Alexia Laroche-Joubert a accordé une interview à Valentin, un entrepreneur dans la tech qui possède un compte TikTok sur lequel il aborde des sujets tech/société/finance et entrepreneur dans la tech. Au cour de l'entretien avec la célèbre productrice, qui a dernièrement expliqué pourquoi les chaînes vont favoriser les rediffusions d'émissions de flux, il l'a sans surprise interrogée sur l'intelligence artificielle. En effet, l'IA est de plus en plus utilisée à la télévision. En mai dernier, le Groupe M6 a annoncé un partenariat stratégique avec ChatGPT et de plus en plus de contenus sont fait grâce à cette technologie, comme l'une des dernières bande-annonces de "Mask Singer".
Pour Alexia Laroche-Joubert, cela n'est aucunement un problème. "Moi je suis hyper open, et alors surtout je dis un truc... Personne ne se pose la question de comment vous faites Armageddon. Il y a pas marqué : 'Ce truc a été fait en studio avec des VFX, avec une petite planète qui a été faite en maquette'. Arrêtons de parler de quand on utilise l'IA. Je ne comprends pas ce désir de transparence qu'on a d'un seul coup…", a-t-elle indiqué, avant de conclure : "On fait des trucs et puis les mecs ressentent des émotions ou pas".
Lors d'une interview accordée à Puremédias, Alexia Laroche-Joubert a plaidé en faveur d'un assouplissement des règles encadrant le placement de produits à la télévision, estimant que la réglementation française pénalise les producteurs de programmes de divertissement.

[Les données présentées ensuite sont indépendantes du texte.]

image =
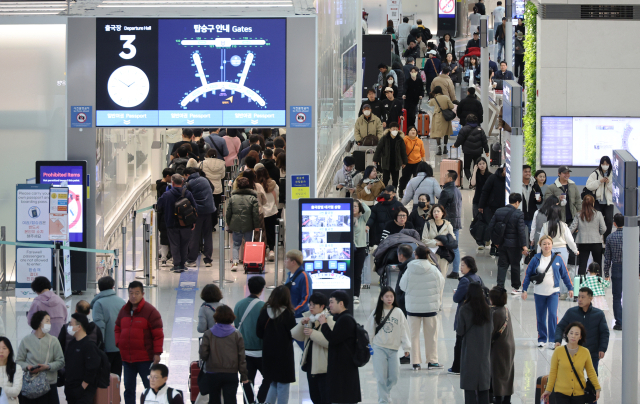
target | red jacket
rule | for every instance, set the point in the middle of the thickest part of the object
(139, 336)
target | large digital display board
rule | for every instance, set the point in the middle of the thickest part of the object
(582, 141)
(326, 241)
(191, 72)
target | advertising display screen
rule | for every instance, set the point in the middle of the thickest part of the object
(75, 177)
(190, 72)
(582, 141)
(326, 237)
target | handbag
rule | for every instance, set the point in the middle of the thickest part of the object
(589, 389)
(538, 278)
(447, 114)
(34, 386)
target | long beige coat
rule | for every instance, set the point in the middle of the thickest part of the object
(439, 126)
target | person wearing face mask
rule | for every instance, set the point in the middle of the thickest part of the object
(413, 93)
(41, 352)
(316, 347)
(599, 184)
(82, 361)
(368, 127)
(391, 154)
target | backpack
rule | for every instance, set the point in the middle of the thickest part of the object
(103, 377)
(363, 354)
(169, 394)
(185, 213)
(497, 235)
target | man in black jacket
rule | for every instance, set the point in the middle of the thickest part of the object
(514, 241)
(392, 107)
(492, 199)
(470, 105)
(82, 362)
(344, 378)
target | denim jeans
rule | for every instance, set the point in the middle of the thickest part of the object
(237, 242)
(546, 306)
(131, 372)
(278, 393)
(456, 252)
(385, 367)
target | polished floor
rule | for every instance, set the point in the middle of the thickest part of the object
(177, 298)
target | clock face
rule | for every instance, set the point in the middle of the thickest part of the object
(128, 86)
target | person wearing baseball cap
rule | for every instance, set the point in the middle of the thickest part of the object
(567, 192)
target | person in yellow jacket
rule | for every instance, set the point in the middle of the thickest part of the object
(562, 379)
(415, 154)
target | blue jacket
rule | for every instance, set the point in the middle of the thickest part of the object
(106, 306)
(559, 272)
(202, 192)
(167, 205)
(461, 293)
(301, 290)
(594, 322)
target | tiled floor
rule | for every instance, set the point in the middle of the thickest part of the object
(413, 387)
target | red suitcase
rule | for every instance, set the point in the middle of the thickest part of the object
(110, 395)
(194, 390)
(254, 255)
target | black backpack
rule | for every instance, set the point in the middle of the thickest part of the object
(103, 377)
(184, 211)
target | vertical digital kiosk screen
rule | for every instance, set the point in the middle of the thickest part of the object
(326, 242)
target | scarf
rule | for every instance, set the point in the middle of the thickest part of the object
(348, 179)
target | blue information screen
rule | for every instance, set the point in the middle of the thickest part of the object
(196, 72)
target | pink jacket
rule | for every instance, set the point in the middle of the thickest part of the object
(52, 304)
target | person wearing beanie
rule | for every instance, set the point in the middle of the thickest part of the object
(347, 178)
(82, 362)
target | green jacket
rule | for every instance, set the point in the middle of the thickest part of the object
(243, 211)
(382, 156)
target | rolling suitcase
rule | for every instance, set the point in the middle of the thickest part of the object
(254, 255)
(451, 164)
(110, 395)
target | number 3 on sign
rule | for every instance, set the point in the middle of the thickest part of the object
(127, 45)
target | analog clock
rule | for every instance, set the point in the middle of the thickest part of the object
(128, 86)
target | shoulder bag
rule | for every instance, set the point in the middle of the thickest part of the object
(589, 390)
(37, 385)
(447, 114)
(538, 278)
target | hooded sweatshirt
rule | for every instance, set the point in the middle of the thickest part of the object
(51, 303)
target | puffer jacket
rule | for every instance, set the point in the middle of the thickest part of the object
(472, 139)
(594, 184)
(243, 211)
(364, 127)
(202, 193)
(382, 156)
(215, 170)
(423, 285)
(139, 336)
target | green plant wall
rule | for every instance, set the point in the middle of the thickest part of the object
(530, 61)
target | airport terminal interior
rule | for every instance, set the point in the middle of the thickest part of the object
(101, 89)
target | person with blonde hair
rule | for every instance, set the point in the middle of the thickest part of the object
(546, 270)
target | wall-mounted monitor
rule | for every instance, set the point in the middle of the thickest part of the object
(191, 72)
(582, 141)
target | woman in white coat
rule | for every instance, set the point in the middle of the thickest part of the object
(423, 285)
(599, 182)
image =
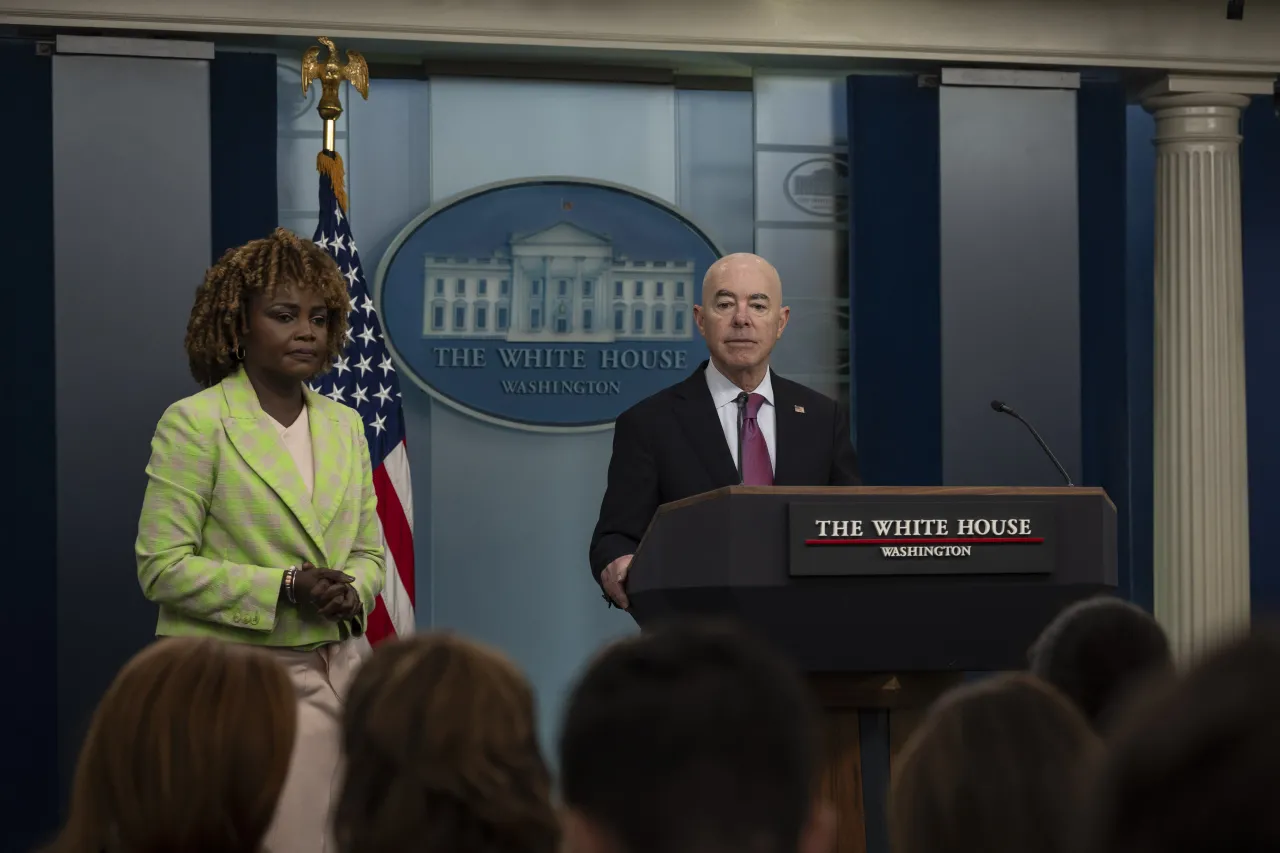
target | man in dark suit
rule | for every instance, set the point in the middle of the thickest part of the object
(734, 420)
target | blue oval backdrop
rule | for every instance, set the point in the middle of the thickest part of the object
(545, 304)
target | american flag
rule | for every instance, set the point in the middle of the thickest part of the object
(365, 379)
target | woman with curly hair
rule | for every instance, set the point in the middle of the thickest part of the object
(187, 751)
(442, 755)
(259, 523)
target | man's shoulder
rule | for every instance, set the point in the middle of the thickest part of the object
(810, 400)
(659, 402)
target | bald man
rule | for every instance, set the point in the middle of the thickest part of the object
(732, 422)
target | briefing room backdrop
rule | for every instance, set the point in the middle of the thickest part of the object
(502, 518)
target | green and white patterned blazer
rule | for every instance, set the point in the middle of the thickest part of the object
(225, 514)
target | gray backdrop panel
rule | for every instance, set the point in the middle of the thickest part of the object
(1010, 283)
(131, 243)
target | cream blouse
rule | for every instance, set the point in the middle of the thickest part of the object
(297, 439)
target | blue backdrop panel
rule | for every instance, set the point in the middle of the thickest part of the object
(1261, 223)
(1104, 319)
(242, 114)
(895, 260)
(28, 787)
(1141, 331)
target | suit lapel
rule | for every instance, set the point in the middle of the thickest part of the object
(695, 411)
(251, 432)
(790, 427)
(330, 447)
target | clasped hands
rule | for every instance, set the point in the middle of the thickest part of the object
(328, 591)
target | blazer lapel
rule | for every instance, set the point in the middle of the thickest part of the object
(695, 411)
(332, 450)
(790, 429)
(255, 438)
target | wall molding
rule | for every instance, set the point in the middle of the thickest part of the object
(1192, 35)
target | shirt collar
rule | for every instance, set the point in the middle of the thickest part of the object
(301, 424)
(723, 392)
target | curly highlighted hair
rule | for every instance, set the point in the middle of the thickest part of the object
(219, 316)
(443, 756)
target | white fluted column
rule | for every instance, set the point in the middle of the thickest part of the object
(1201, 478)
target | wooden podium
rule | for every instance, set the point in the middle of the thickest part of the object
(885, 597)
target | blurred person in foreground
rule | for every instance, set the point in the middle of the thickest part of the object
(1194, 762)
(442, 755)
(187, 752)
(999, 766)
(691, 739)
(1098, 651)
(260, 519)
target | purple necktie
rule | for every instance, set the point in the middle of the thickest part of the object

Selon elle, "C'est une aberration française. Cela a été complètement accepté dans tous les pays européens, sauf en France, où comme toujours il y a une surprotection".
La dirigeante estime que cette interdiction fragilise économiquement les producteurs, alors que les diffuseurs demandent des économies et que les recettes publicitaires diminuent. "Quand le service public nous demande 5% d'économies, la moyenne des marges se trouve entre 8 et 15%, donc interdire le placement de produits, c'est nous fragiliser. C'est vraiment une réaction de vieux média", explique-t-elle. Elle précise avoir échangé avec l'Arcom sur le sujet : "J'ai beaucoup parlé à l'Arcom, et ses membres ont ouvert une commission de réflexion là-dessus".
Alexia Laroche-Joubert considère enfin que le retard français par rapport au reste de l'Europe nuit à la compétitivité des émissions de flux. "Le non-alignement avec la directive européenne crée une situation inégalitaire qui pénalise gravement les émissions de flux en France, limitant leurs revenus et entravant leur compétitivité face aux autres formats européens".